3. "Rattled By The Rush" (Wowee Zowee, 1995) Like several other tunes in Pavement’s discography—“Box Elder,” “Fin,” “Folk Jam,” “Give It A Day,” maybe “I Love Perth’ counts too, I’m probably forgetting a couple—“Rattled By The Rush” is a song about making one’s escape, blowing town, getting out of Dodge, shrugging off the chains of oppression. “Rattled” arguably makes its urge to egress more explicit than its compatriots: the chords stretch, blurt, melt, and cluck, apparently aimless but accelerating in a slurred, self-destructive way, the harmonica squawks like an evicted bird, Malkmus enunciating every other syllable with an exhaustion that implies that real strain in shoving his way through the argument, out the front door then into the Volvo, to who knows where.

2. "Harness Your Hopes" (Spit on a Stranger CD5, 1999) A Creedence Clearwater Revival-flavored B-side, “Harness” is nonetheless the closest Pavement came to (however obliquely) codifying the swell and ache of no-shit emotional commitment. Sure, “Molasses” rhymes with “the asses” nicely, yet Malkmus shuffles title-thematic grist, gags, and non-sequiturs deftly enough that his larger point runs the risk of getting lost in choogle and giggles: love’s particulars are both epic and picayune—insular intimacies, crossword puzzle clues, details that seem fleeting, petty, and insignificant when experienced in real-time, the seeming contradiction of a wider world fading away then contracting suddenly and violently. Push, pull, repeat: “The harness made of hopes/the lovers on the ropes.”

1. "Strings of Nashville" (Gold Soundz CD5, 1994) Less a song than a palmful of anemic chords and stumbling drums facing down a stiff breeze, “Strings”’ strength lies in its tenderness, its trembly dread, its sheer willingness to undersell itself. Every element present pleads and plods; the breathy verses seem perpetually on the verge of curling in themselves, like autumn leaves succumbing to a campfire. Then the breeze wins, the world’s swept clean, and you’re left cradling a sad sweetness you’ll never quite comprehend.

Discussion
  • I'm surprised you didn't include "Stop Breathin'." It's, erm, a breath-taking song, really. I love Crooked Rain but they haven't clicked for me. And what Malkmus said about SP, "I like their music. It's their ideology I despise" - well, i feel the same about Pavement.

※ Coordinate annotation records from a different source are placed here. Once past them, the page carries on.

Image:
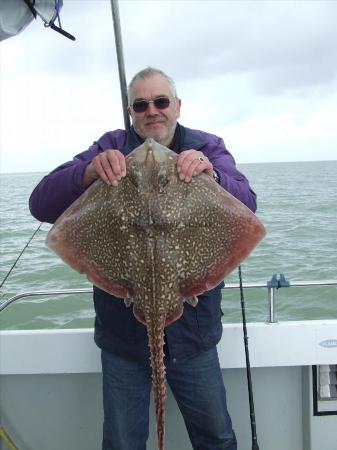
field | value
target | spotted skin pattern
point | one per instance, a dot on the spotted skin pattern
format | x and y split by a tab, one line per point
156	241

    Responses to this comment
  • Finally some love for "Harness Your Hopes," easily one of my favorite Pavement songs! I've found that nearly every Pavement top 10 is filled with deep cuts and B-sides, but there's always one of their "hits." For me, it's "Gold Soundz," here it's, well, "Here." I also appreciate the presence of "Elevate Me Later," "Fin," and "Rattled by the Rush." We should talk Pavement some time.